Arcadia (Bedlam: 5-8 Feb.’14)

Arcadia apple   Arcadia2

the counterpoint of rhetoric as chat-show”

Editorial Rating: Nae Bad

Tom Stoppard’s Arcadia (1993) still has time on its side. There are two apples on the table, the original that Gus offers Hannah at the end of scene two and now there’s Valentine’s MacBook.  Whether ‘Pro’ or ‘Air’ I don’t know but – for a while – let’s stay with ‘Pro’ because this is a student production with professional heft.

The principal roles carry with admirable ease; big ideas don’t sound too heavy; and the impression grows of well-rehearsed supportive work, for even the closing waltzers look to be in step.

Anyway, you don’t ‘do’ Arcadia lightly. This is a recognised heavyweight of modern British drama. Go to The New Yorker online for ‘Tom Stoppard’s Arcadia, at Twenty’ and see what I mean. The plot need not be reviewed – ‘I can’t do plots and have no interest in plots’, said Stoppard when interviewed for the Paris Review in 1988. OK, a soundbite and before Arcadia, but he makes it clear that he does not like ‘narrative mechanics’. What matters is structure (most difficult) and dialogue (easiest). He looks forward to writing ‘a literature play rather than an event play…. in one setting …. where all the time and the energy can be devoted to language, thought process, and emotion’. Eh voilà, a few years later, Arcadia, where Thomasina (13 and brilliant) picks up the leaf of the apple and says “We will start with something simple. I will plot this leaf and deduce its equation”. Note restricted use of ‘plot’. That, as it happens, leads to iterated algorithms of grouse numbers on the MacBook in Act 2 but Arcadia, for all its astonishing architecture, breadth and ingenuity, is a stage play and not a spreadsheet.

A pertinent example:
Bernard:     Because time is reversed. Tock, Tick goes the universe and then recovers itself, but it was enough, you were in there and you bloody know!
Valentine:   Are you talking about Lord Byron the poet?
Bernard:     No, you fucking idiot, we’re talking about Lord Byron the chartered accountant.
Valentine:   (Unoffended) Oh well, he was here all right, the poet.

Not that directors Eric Geistfeld & Charlotte Hodge have much room to enjoy this. The Bedlam stage has to be extended to accommodate the large table at its centre. Additional seating is provided onstage, left and right, but is unhelpful. Stoppard’s own description is of a bare room, uncarpeted, where ‘nothing is impressive but the scale’. Shooting parties are heard as noises-off and the schoolroom table accumulates the right props: folders, books, paper, pen, ink, an aged tortoise called ‘Lightening’ doubling as a paperweight. In the last scene, importantly, there is a pot of dwarf dahlias but otherwise the very large country house in Derbyshire in 1809, a stately home in 2014, is a distant setting in Bristo Place.

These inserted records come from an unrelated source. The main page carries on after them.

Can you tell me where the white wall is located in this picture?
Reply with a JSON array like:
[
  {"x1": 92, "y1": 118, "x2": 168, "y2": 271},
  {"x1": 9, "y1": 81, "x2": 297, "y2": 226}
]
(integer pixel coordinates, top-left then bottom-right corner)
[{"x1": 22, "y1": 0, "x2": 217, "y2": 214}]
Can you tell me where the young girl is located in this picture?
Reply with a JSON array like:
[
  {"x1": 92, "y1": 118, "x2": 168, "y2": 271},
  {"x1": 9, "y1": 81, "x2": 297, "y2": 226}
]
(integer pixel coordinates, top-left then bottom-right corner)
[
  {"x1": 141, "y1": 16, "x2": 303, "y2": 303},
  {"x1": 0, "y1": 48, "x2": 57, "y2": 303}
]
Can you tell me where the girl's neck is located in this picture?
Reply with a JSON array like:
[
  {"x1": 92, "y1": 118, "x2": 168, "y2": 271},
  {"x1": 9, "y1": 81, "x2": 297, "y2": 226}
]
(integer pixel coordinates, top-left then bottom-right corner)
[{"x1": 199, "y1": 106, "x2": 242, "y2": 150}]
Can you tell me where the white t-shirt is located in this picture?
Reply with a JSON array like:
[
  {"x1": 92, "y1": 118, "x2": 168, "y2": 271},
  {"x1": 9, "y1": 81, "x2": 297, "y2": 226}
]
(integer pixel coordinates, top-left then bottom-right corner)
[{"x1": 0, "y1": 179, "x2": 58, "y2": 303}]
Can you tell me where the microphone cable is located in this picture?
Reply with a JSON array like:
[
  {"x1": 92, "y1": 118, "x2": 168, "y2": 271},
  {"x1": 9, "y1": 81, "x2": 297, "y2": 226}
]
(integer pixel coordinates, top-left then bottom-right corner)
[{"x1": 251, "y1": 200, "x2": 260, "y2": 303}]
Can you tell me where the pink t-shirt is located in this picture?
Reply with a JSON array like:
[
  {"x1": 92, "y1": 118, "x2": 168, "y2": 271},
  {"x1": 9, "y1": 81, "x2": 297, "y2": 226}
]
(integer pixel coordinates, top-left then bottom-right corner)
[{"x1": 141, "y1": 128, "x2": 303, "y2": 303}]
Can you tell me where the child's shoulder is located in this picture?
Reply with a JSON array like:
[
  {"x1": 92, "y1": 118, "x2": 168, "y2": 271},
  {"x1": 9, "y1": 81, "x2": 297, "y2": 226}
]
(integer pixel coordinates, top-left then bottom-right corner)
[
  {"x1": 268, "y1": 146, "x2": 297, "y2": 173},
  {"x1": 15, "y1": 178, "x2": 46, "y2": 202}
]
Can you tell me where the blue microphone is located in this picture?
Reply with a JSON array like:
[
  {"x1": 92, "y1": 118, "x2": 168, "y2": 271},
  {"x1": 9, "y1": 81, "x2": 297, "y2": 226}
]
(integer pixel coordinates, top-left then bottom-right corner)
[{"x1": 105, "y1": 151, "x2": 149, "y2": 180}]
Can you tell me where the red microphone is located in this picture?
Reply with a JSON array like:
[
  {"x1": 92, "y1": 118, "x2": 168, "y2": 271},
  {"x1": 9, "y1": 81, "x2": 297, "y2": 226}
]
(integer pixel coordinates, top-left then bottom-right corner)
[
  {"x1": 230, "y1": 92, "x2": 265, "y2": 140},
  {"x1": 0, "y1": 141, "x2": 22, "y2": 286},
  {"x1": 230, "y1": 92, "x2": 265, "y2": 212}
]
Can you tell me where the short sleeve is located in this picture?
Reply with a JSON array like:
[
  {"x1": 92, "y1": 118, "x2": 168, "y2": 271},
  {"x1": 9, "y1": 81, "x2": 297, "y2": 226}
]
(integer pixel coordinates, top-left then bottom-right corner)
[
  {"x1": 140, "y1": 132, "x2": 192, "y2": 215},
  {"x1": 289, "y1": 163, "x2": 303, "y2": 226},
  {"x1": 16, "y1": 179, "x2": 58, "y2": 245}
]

Upfront, down stage and around the table, however, there is solid, focused performance. Lauren Moreau is Thomasina Coverly and is entirely convincing as genius pupil and smart child (think Outnumbered Karen), who is as fascinated by jam in her rice pudding as she is by kissing. Pedro Leandro is her tutor, Septimus Hodge, who does languid and attractive intelligence to the nth degree of Fermat’s last theorem. Stoppard’s George in Jumpers (1972) belongs ‘to a school which regards all sudden movements as ill-bred’. Septimus went to Harrow, maybe played in the eleven with Byron, and learnt the same lesson. Leandro voices the elegant wit of the gentleman scholar as if to the manner born. Peter Stanley as Valentine Coverly, post-grad mathematician and modern day heir to Sidley Park, has the other sort of manor but the same gift of lazy concentration. As with Septimus, Valentine’s words provide rhythmic measure and reflection and Stanley makes you listen. Rik Hart as Bernard Nightingale provides the counterpoint of rhetoric as chat-show. Almost insufferable, ‘bouncy on his feet’, an academic bloodhound, the part drives the actor and Hart controls it very well.  Sita Sharma, as Hannah, has to manage this clever, unrelenting, assault and still stand her own ground. A threatened kick in the balls and calling him an “absolute shit” gives her an encouraging, winning, start that a poised Sharma does not relinquish.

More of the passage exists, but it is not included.